Phoung is another Garden Variety Non-Compete action, where the claims are exactly what you would expect when Former Employee leaves and has a non-compete:  breach of contract, fiduciary breach, fraud by nondisclosure, aiding and abetting, tortious interference, misappropriation of trade secrets, civil theft, civil conspiracy, and the ever popular TRO/TI request.  As is often the case, the Former Employee’s New Employer is added in for good measure.*

The Ft. Worth COA bypassed any discussion of ROA, instead applying the Right of Free Speech because the communications underlying the claims related to bidding on governmental contracts.

Other than the fraud by nondisclosure claim against Nguyen, which we discuss more below, each of the challenged claims involved an allegation that Nguyen made communications about ABLe’s work on the 2014 fiber contracts and its bids for the DFW contracts awarded to E2; about E2’s bid for the 2018 contracts; about Nguyen’s, E2’s, and Southwest’s potential and current work on those contracts; or about recruiting (hence communicating with) ABLe employees to work on those contracts. These communications were on an issue related to services in the marketplace and related to the government (DFW and its public bid process), and they involved concerns that have “public relevance beyond the pecuniary interests of the private parties involved.” Creative Oil & Gas, LLC v. Lona Hills Ranch, LLC, 591 S.W.3d 127, 136 (Tex. 2019)

Having determined RFS covers all claims except fraud by non-disclosure as to Former Employer, the Court quickly eliminated the non-movants commercial speech exemption (because the speech wasn’t targeted at a consumer). 

 Next up, Step 2: Did the non-movant meet the evidentiary burden for each element of the claims covered by the TCPA? 

This case is an excellent reminder that evidentiary burdens require more than simple conclusions.  The interference with non-compete claims faltered because of the overbreadth of the non-compete.  The fiduciary duty claims collapsed, in part, because of the internal contradictions within the non-movant’s evidentiary presentation.**

The TUTSA claim evaporated, with the Ft. Worth COA poignantly noting that a lack of detail and evidence barred a “rational inference” that trade secrets were provided to New Employer. Former Employer also could not establish that the company “rolodex” was a trade secret. This analysis gutted the Texas civil theft claim as well.

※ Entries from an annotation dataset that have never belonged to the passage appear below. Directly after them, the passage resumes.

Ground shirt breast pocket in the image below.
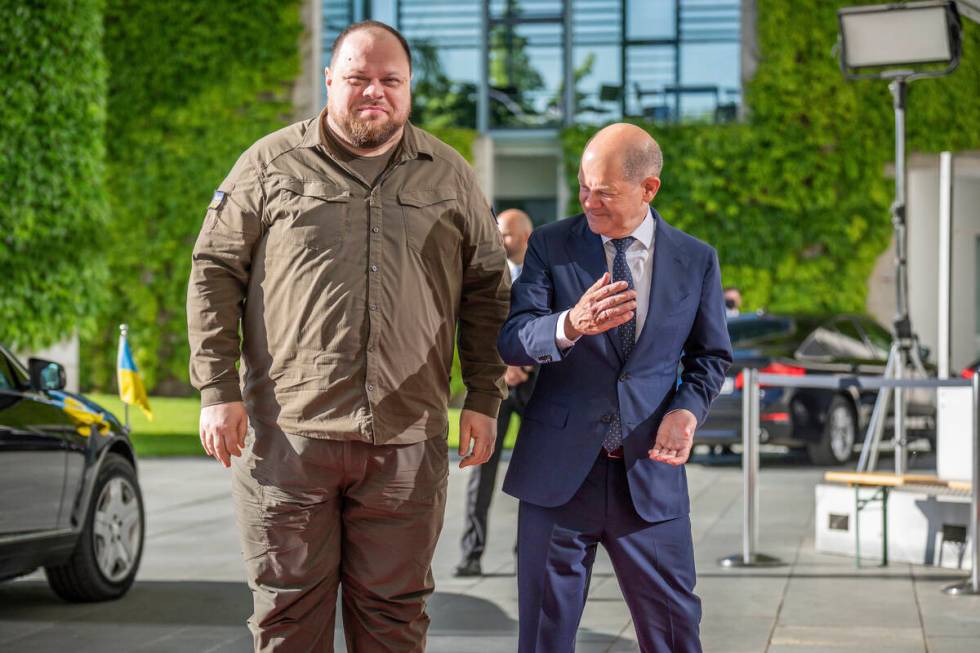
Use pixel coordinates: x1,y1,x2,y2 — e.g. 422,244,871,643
269,179,350,252
398,188,459,253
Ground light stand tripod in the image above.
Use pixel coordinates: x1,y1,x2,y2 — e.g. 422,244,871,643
858,77,925,474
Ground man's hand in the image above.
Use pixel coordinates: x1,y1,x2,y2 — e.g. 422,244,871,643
199,401,248,467
459,408,497,469
649,408,698,465
565,272,636,340
504,365,527,388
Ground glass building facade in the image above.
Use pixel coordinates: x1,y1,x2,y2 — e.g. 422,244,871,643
322,0,741,133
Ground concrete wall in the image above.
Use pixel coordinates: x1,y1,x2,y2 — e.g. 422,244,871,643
880,153,980,371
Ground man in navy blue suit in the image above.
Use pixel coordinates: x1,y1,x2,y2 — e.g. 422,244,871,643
498,124,732,653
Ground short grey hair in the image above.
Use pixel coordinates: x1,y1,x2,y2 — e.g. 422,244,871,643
623,138,664,183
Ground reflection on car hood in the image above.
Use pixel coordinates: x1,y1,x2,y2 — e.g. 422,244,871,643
48,390,120,437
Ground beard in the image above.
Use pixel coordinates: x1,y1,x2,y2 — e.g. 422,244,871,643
338,104,408,150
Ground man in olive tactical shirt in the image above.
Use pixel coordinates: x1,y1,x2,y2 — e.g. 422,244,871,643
187,21,510,652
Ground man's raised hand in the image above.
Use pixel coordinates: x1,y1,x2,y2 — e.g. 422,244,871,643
565,272,636,340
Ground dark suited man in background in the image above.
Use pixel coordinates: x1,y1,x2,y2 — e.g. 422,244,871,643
453,209,534,577
498,124,732,653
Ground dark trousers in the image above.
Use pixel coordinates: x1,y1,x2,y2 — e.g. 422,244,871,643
461,391,524,560
517,455,701,653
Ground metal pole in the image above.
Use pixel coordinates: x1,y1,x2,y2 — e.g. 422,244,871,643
742,369,759,564
888,78,912,475
943,371,980,596
561,0,575,127
936,152,953,379
857,343,898,472
117,324,129,430
476,2,490,135
718,369,783,567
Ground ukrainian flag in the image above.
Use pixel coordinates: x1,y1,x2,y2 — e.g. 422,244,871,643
116,331,153,421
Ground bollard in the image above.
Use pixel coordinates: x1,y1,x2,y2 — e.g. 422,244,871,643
943,371,980,596
718,368,783,567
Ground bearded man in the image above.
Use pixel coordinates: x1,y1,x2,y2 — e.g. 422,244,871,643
187,21,510,651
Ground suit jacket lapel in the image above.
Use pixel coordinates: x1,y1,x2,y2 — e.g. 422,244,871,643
630,211,686,358
569,216,624,364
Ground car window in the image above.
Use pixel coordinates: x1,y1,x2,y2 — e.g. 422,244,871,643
857,317,892,360
728,318,794,346
0,346,31,389
0,353,17,390
799,318,872,359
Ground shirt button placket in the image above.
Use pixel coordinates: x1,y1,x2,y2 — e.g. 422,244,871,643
364,186,382,444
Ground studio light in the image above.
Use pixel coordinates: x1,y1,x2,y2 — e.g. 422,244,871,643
837,1,960,79
837,1,961,475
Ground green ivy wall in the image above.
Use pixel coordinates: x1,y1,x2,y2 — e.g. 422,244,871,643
83,0,302,393
0,0,111,349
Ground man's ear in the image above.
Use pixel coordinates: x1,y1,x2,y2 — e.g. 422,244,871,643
643,176,660,204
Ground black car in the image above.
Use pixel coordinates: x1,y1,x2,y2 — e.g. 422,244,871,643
695,314,935,465
0,346,145,601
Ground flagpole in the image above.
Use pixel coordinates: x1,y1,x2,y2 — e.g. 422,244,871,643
119,324,129,431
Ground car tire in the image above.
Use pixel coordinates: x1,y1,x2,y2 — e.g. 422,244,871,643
44,453,145,602
806,395,857,465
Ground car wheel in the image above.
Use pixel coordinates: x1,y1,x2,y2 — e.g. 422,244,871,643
806,396,857,465
45,453,145,601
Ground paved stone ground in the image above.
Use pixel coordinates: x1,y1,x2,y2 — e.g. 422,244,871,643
0,455,980,653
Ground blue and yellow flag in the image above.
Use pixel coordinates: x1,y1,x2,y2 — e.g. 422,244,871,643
116,333,153,421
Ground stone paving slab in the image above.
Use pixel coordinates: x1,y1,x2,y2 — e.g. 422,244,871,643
0,455,980,653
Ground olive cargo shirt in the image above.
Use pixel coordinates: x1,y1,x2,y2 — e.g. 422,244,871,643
187,111,510,444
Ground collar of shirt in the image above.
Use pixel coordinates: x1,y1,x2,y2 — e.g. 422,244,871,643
602,206,657,249
507,259,524,283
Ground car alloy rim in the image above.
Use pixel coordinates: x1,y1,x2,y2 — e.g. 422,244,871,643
92,476,143,583
830,406,854,461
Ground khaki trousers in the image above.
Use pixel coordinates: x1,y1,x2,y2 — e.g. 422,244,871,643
232,426,449,653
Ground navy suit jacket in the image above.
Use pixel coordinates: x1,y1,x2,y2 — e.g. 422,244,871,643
498,211,732,522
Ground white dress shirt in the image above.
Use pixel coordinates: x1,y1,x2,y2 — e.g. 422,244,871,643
555,208,657,351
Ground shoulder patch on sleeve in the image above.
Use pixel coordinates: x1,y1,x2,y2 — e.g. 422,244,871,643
208,190,226,209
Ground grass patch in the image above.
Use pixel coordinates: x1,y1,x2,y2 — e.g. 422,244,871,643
88,393,520,457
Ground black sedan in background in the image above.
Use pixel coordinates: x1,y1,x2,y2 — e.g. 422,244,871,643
695,314,935,465
0,346,145,601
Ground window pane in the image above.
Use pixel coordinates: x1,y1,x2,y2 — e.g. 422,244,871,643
397,0,482,128
626,0,676,39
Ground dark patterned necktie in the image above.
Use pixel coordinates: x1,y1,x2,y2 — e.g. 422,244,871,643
602,236,636,451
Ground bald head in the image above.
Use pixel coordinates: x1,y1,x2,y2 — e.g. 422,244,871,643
330,20,412,70
497,209,534,265
578,123,663,238
582,122,664,182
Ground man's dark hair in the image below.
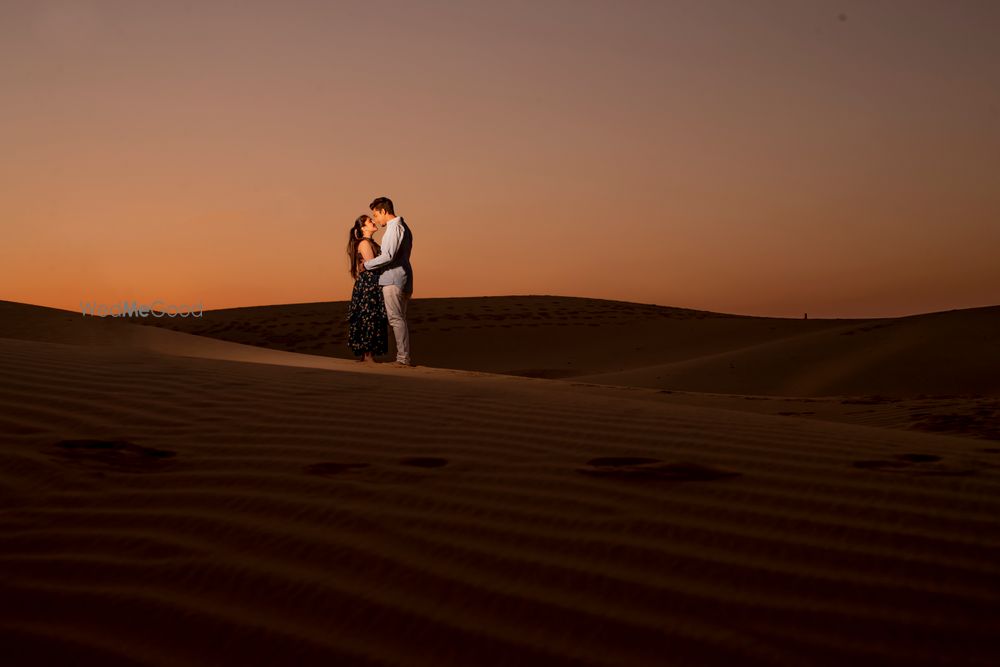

The Ft. Worth COA reached a split decision on the fraud by non-disclosure claim, determining that the TCPA did not cover Former Employee because the claim is based on an absence of communication.  But as to the New Employer, the TCPA did apply, in part I suspect, because of how plaintiff positioned the conspiracy and aiding and abetting claim.  Nonetheless, plaintiff failed to meet its evidentiary burden, in particular as to damages.

It does bear repeating, the New TCPA has exemptions that probably prevent this from occurring in the future.

*The opinion is complicated in that there are three defendants, Former Employee, New Employer (which was a subcontractor) for the third defendant.  To make it simple, I refer to them as both as New Employer.  Former Employee  did not move to dismiss every claim brought against him, but the COA had to address all of the claims because of the derivative nature of plaintiff’s claims.  

** This argument is intriguing from a TCPA perspective because I have not seen this argument advanced before, and the Ft Worth COA did not reference any case law on this point.